NCBA Wants U.S. Gov't to Submit Info for Updated OIE Review of BSE Status

May 28, 2009 07:00 PM
 

via a special arrangement with Informa Economics, Inc.

Goal is to go from 'controlled risk' to 'negligible risk'


NOTE: This column is copyrighted material, therefore reproduction or retransmission is prohibited under U.S. copyright laws.


The National Cattlemen's Beef Association (NCBA) is encouraging the U,S. government to submit "appropriate information” to the World Organization for Animal Health (OIE) to conduct a review of its current BSE risk status for the United States.

NCBA said the U.S. has demonstrated it should be classified as a "negligible risk” country versus the current status of "controlled risk.”

Background: Under OIE regulations, there are three BSE risk categories -- negligible, controlled and undetermined risk. Controlled risk status is granted to countries where adequate measures are taken, including the removal of certain risk materials such as brains, eyes and spinal cords, even though some cases of BSE are still found. More than 30 countries, including the U.S., Britain and France, are in the controlled risk category while 10 countries are classified as negligible risk.

Earlier this week the OIE voted to grant BSE "controlled risk" status to Japan. NCBA said it hopes this will have "a positive effect on our ongoing efforts to increase market access for U.S. beef in Japan.”
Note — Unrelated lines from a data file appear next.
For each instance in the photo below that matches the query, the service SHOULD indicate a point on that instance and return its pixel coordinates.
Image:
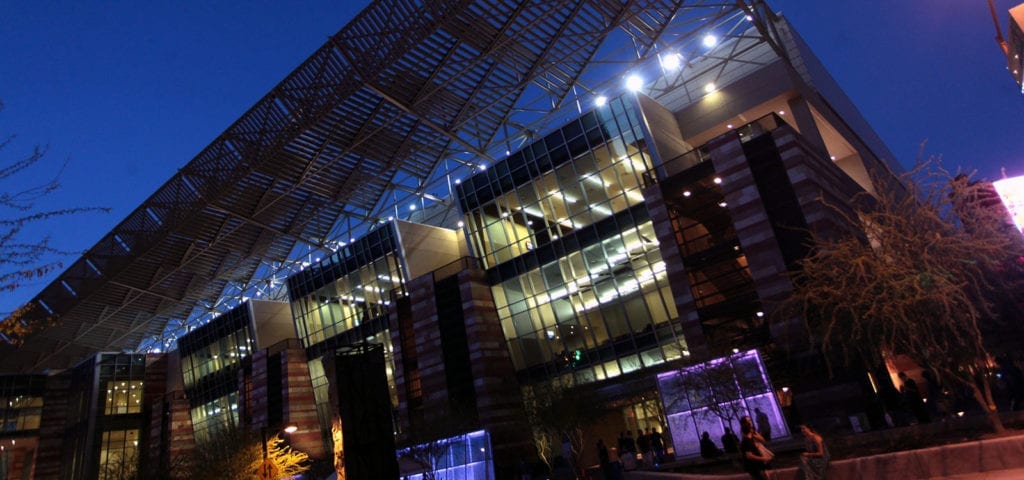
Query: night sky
(128, 92)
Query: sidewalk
(1000, 459)
(1011, 474)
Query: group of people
(646, 450)
(755, 455)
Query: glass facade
(461, 457)
(348, 294)
(707, 397)
(110, 386)
(123, 397)
(211, 357)
(717, 270)
(345, 300)
(119, 454)
(577, 274)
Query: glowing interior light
(634, 82)
(672, 60)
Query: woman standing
(754, 463)
(814, 462)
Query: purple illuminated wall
(465, 457)
(686, 405)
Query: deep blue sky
(128, 92)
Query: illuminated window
(119, 454)
(123, 396)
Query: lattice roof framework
(406, 99)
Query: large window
(598, 312)
(123, 397)
(20, 401)
(217, 346)
(214, 417)
(119, 454)
(121, 383)
(574, 177)
(578, 276)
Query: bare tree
(718, 386)
(912, 280)
(238, 453)
(24, 258)
(559, 416)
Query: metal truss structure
(380, 123)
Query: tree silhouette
(23, 257)
(558, 413)
(237, 453)
(918, 278)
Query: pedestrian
(755, 464)
(764, 426)
(814, 461)
(730, 442)
(1013, 378)
(615, 465)
(603, 459)
(911, 395)
(937, 403)
(643, 448)
(657, 445)
(759, 440)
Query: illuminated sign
(1012, 192)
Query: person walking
(755, 464)
(603, 459)
(730, 442)
(764, 426)
(657, 445)
(814, 461)
(643, 448)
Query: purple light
(687, 422)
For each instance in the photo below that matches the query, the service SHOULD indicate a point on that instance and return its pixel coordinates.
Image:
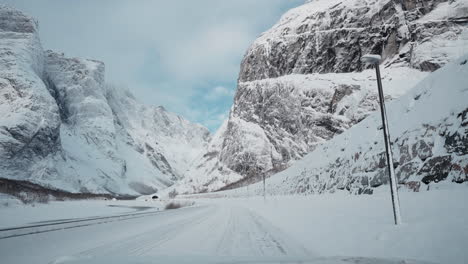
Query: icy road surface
(208, 229)
(222, 229)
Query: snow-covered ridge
(301, 82)
(331, 35)
(62, 126)
(429, 133)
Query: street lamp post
(264, 187)
(375, 61)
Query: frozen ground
(251, 230)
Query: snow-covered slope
(300, 83)
(429, 132)
(29, 121)
(63, 126)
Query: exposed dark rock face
(298, 85)
(63, 127)
(436, 169)
(427, 145)
(30, 121)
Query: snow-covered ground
(250, 230)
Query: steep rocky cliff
(300, 83)
(429, 132)
(62, 126)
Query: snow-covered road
(223, 229)
(208, 229)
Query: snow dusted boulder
(30, 121)
(429, 132)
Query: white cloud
(218, 92)
(165, 51)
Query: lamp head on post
(371, 59)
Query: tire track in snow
(248, 234)
(146, 242)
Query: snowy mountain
(429, 132)
(301, 83)
(62, 126)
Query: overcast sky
(182, 54)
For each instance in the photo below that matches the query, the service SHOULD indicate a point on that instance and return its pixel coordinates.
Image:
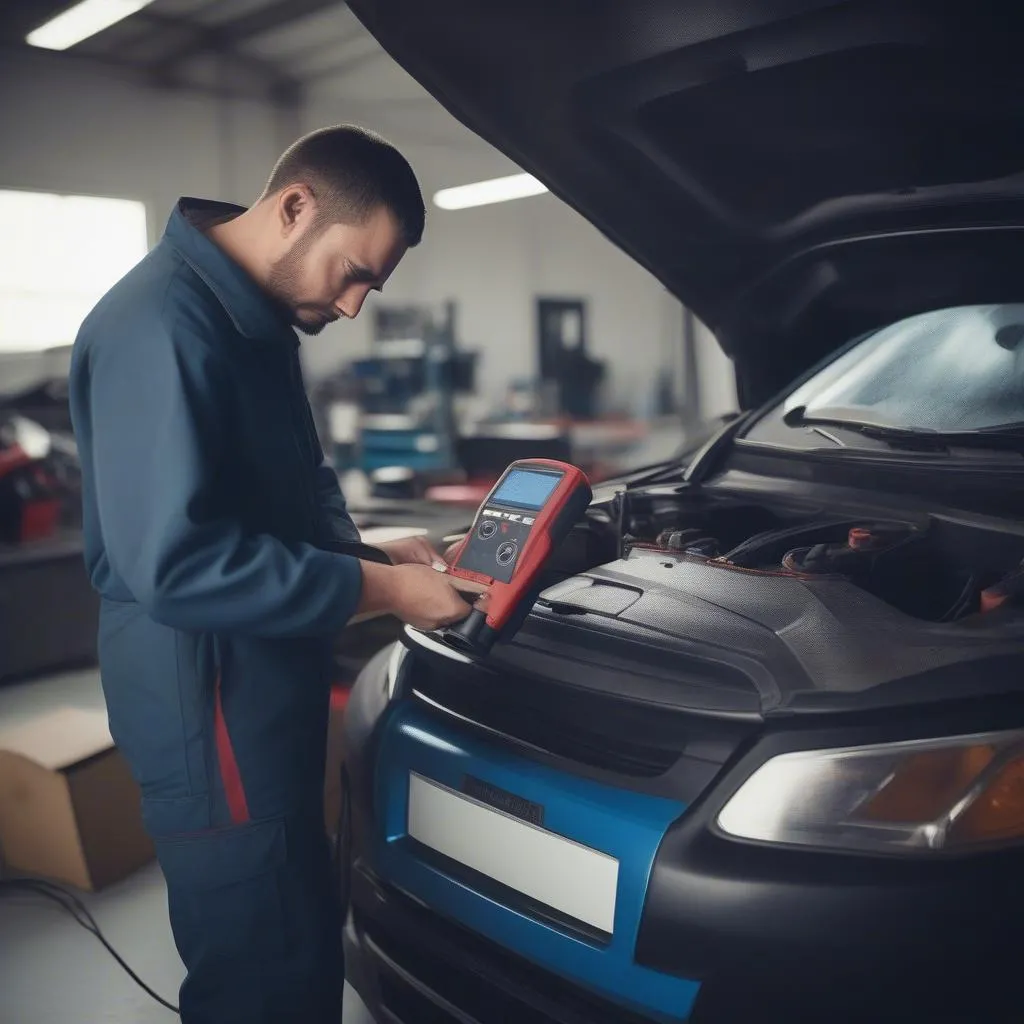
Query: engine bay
(933, 568)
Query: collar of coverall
(253, 312)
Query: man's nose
(350, 303)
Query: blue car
(757, 753)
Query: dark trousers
(256, 919)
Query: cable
(70, 902)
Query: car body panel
(624, 824)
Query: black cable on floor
(70, 902)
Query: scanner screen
(526, 488)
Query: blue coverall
(213, 534)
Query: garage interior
(552, 343)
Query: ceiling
(281, 50)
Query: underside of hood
(795, 171)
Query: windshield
(949, 371)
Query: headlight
(927, 796)
(394, 664)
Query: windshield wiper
(1006, 437)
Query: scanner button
(507, 553)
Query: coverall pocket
(225, 896)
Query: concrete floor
(51, 970)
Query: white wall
(72, 127)
(76, 128)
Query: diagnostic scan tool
(526, 515)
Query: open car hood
(797, 172)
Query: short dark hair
(352, 172)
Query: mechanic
(219, 543)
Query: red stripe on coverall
(229, 774)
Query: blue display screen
(526, 488)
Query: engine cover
(706, 635)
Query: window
(58, 254)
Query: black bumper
(771, 934)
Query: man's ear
(295, 208)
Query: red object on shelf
(39, 519)
(11, 459)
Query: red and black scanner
(525, 516)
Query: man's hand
(411, 551)
(418, 595)
(452, 551)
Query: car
(757, 753)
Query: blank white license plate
(571, 879)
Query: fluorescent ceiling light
(494, 190)
(81, 22)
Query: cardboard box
(70, 810)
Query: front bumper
(409, 966)
(707, 929)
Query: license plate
(565, 876)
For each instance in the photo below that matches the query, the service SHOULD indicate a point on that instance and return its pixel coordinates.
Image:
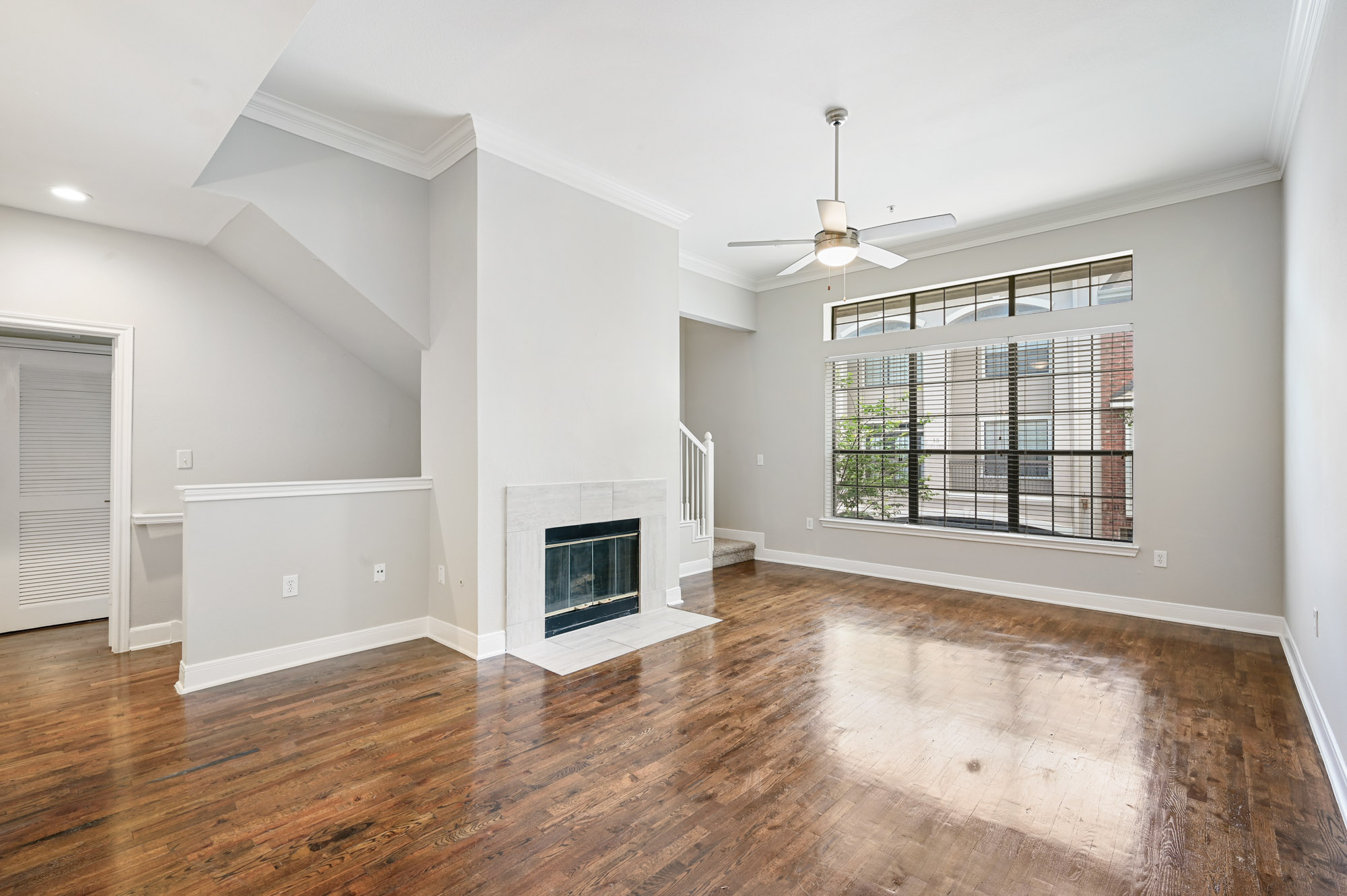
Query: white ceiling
(129, 101)
(991, 110)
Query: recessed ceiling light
(69, 194)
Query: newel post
(711, 489)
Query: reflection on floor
(585, 648)
(834, 736)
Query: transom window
(1088, 283)
(1031, 436)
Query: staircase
(698, 458)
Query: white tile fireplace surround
(531, 510)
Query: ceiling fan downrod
(837, 117)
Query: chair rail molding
(249, 491)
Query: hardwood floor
(834, 735)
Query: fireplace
(560, 564)
(592, 574)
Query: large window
(1030, 436)
(1088, 283)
NCBA said Japan's restriction on beef products from cattle over 21 months is limiting the U.S. to about 25 percent of the potential market there,"which translates to more than $1 billion in untapped beef export revenues each year.”


Comments: The NCBA push is both warranted and overdue based on events (or in this case, the lack of them) to date. Also, take note of NCBA's assessment of the potential beef trade revenue the U.S. beef industry continues to lose as a result of the multi-year inability to come to grips with this issue: more than $1 billion in untapped beef export revenues each year. In a town that has gone from billions to trillions that may not sound like much, but just ask U.S. ranchers and U.S. beef exporters if that isn't real money.